Costs – Aarhus Convention cases – Costs capping – Appellants failing in judicial review claim and ordered to pay respondent’s costs – Costs capped under provisions of CPR 45 and Practice Direction 45 relating to Aarhus Convention claims – Appellants’ substantive appeal dismissed – Respondent cross-appealing against costs capping order in relation to second appellant local authority – Whether local authority entitled to costs protection – Cross-appeal dismissed
In August 2014, the appellants were unsuccessful in a claim for judicial review of safeguarding directions issued by the respondent secretary of state, under the Town and Country Planning (Development Management Procedure) (England) Order 2010, in respect of phase 1 of the proposed HS2 high-speed rail link to run between London and Birmingham: see [2014] EWHC 2759 (Admin); [2014] PLSCS 237. The judge ordered the appellants to pay the respondent’s costs of the proceedings but capped their liability at £10,000 each, pursuant to the provisions for Aarhus Convention claims in CPR 45.41 and para 5.1 of Practice Direction 45. The judicial review claim had proceeded on the basis that the decision to make the safeguarding directions was a decision on environmental matters which was subject to the provisions of the Aarhus Convention and therefore attracted the requirement, in Article 9 of the Convention, that proceedings to challenge the decision should not be “prohibitively expensive”.
The Court of Appeal dismissed the appellants’ appeal against the judge’s substantive decision in the proceedings: see [2014] EWCA 1578; [2014] PLSCS 346. It then proceeded to determine a cross-appeal by the respondent against the decision to cap the costs liability of the second appellants, who were a local authority.

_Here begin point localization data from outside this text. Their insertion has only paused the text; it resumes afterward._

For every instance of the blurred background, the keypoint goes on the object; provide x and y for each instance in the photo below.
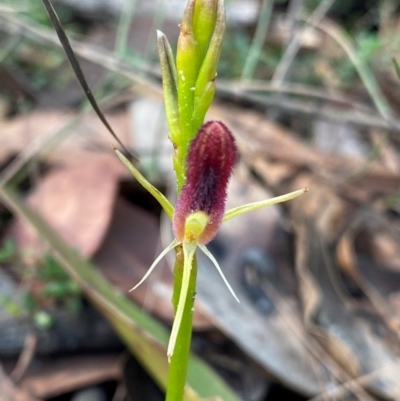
(310, 90)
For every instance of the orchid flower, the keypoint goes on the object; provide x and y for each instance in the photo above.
(200, 208)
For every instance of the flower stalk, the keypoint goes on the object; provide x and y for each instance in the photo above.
(204, 157)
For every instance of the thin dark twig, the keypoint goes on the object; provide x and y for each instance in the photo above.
(78, 70)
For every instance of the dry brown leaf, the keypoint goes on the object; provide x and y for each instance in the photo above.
(77, 201)
(128, 250)
(63, 375)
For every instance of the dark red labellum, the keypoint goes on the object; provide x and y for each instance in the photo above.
(211, 158)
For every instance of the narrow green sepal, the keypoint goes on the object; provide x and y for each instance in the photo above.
(187, 66)
(170, 85)
(201, 105)
(162, 200)
(189, 250)
(204, 18)
(237, 211)
(396, 67)
(208, 69)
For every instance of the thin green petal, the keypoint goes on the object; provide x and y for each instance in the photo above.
(171, 246)
(170, 85)
(189, 249)
(211, 257)
(237, 211)
(162, 200)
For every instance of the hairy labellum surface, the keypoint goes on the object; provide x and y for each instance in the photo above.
(212, 155)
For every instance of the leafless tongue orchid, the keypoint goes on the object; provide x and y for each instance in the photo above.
(200, 208)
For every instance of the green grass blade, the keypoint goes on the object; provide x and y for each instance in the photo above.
(144, 336)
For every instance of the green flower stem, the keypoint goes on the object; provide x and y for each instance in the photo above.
(179, 360)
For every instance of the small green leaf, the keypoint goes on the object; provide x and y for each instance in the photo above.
(8, 250)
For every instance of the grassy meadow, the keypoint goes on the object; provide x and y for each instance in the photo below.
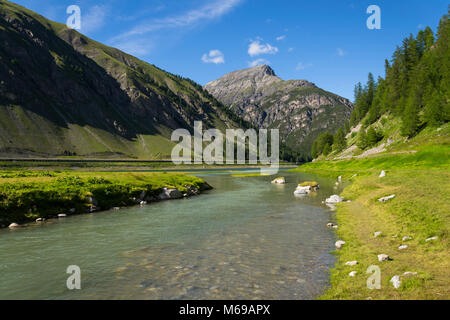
(28, 195)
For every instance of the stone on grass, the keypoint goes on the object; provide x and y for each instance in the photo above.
(339, 244)
(280, 180)
(396, 282)
(383, 257)
(384, 199)
(409, 273)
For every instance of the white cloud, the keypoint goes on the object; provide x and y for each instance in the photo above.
(301, 66)
(138, 47)
(258, 62)
(210, 11)
(256, 48)
(214, 56)
(94, 19)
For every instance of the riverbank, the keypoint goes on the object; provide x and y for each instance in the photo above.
(414, 225)
(27, 196)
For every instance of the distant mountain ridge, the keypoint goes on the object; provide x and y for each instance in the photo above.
(298, 108)
(62, 93)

The respondent contended that local authorities were not entitled to the costs protection of CPR 45.41 and could not be a “claimant” for the purposes of para 5.1 of Practice Direction 45. He submitted that the relevant provisions of CPR 45 and the Practice Direction had to be construed in the light of their purpose of implementing the protections of the Aarhus Convention, which drew a distinction between “the public”, on whom it conferred rights, and “public authorities”, on whom it imposed duties. He submitted that a local authority was a “public authority” for that purpose and was not therefore entitled to the protection conferred by Article 9(3) on “members of the public”.
Held: The appeal was dismissed.
The wording of CPR 45.41(2), referring to judicial review of a “decision, act or omission”, made it clear that the characterisation of a judicial review as an “Aarhus Convention claim” depended on the nature, or claimed nature, of the decision, act or omission that was the subject of the claim. While it was necessary to have regard to the Aarhus Convention for the purpose of determining that issue, once it had been resolved, the costs liability of a party to that claim was dealt within in CPR 45.43 and Practice Direction 45 without further reference to the Aarhus Convention.
The provisions of section VII of CPR 45, incorporating CPR 45.41 to CPR 45.44, were not entirely Aarhus-compliant since a decision had been taken to limit Aarhus costs protection to judicial review claims, thus excluding statutory appeals against environmental decision: Venn v Secretary of State for Communities and Local Government [2014] EWCA Civ 1539; [2014] PLSCS 332 applied. In its responses to consultation on the provisions, the government had expressed a concern that the new costs protection rules should not undermine legal certainty and promote satellite litigation, thereby increasing the potential for delay in the challenge process. Against that background, it was not appropriate to infer a limitation excluding “public authorities, as defined in the Aarhus Convention, from those claimants who could benefit from costs protection under para 5.1(b) of Practice Direction 45 in an Aarhus Convention case. To infer such a limitation would do that which the government had sought to avoid, namely to undermine legal certainty and promote satellite litigation, so increasing the potential for delay in the challenge process. Moreover, CPR 45.43 expressly provided that the Practice Direction could prescribe a different amount for the costs cap according to the nature of the claimant. Accordingly, if it was considered that a higher figure would not be prohibitively expensive for local authority claimants in general, or for particular kinds of local authority, then the Practice Direction could prescribe such higher figure.
The provisions of section VII of Part 45 of the CPR and Practice Direction 45 were clear and it was neither necessary nor appropriate to refer to the Aarhus Convention in order to place a gloss upon the ordinary and natural meaning of the word “claimant” in Practice Direction 45. Practice Direction 45 meant what it said. Any potentially bizarre consequences that might flow from giving the word “claimant” its ordinary and natural meaning were more theoretical than real. In the great majority of cases, central government would be the defendant, not the claimant, in any environmental challenge. Moreover, given the deliberately broad definition of “public authority” in Article 2(2) of the Aarhus Convention, no less bizarre consequences might result from denying costs protection to all “public authority” claimants who sought to challenge, on behalf of their local inhabitants, major environmental decisions taken by central government.
Charles Banner (instructed by Nabarro LLP) appeared for the second appellant; James Maurici QC and Jacqueline Lean (instructed by the Treasury Solicitor) appeared for the respondent; the first appellant did not appear and was not represented.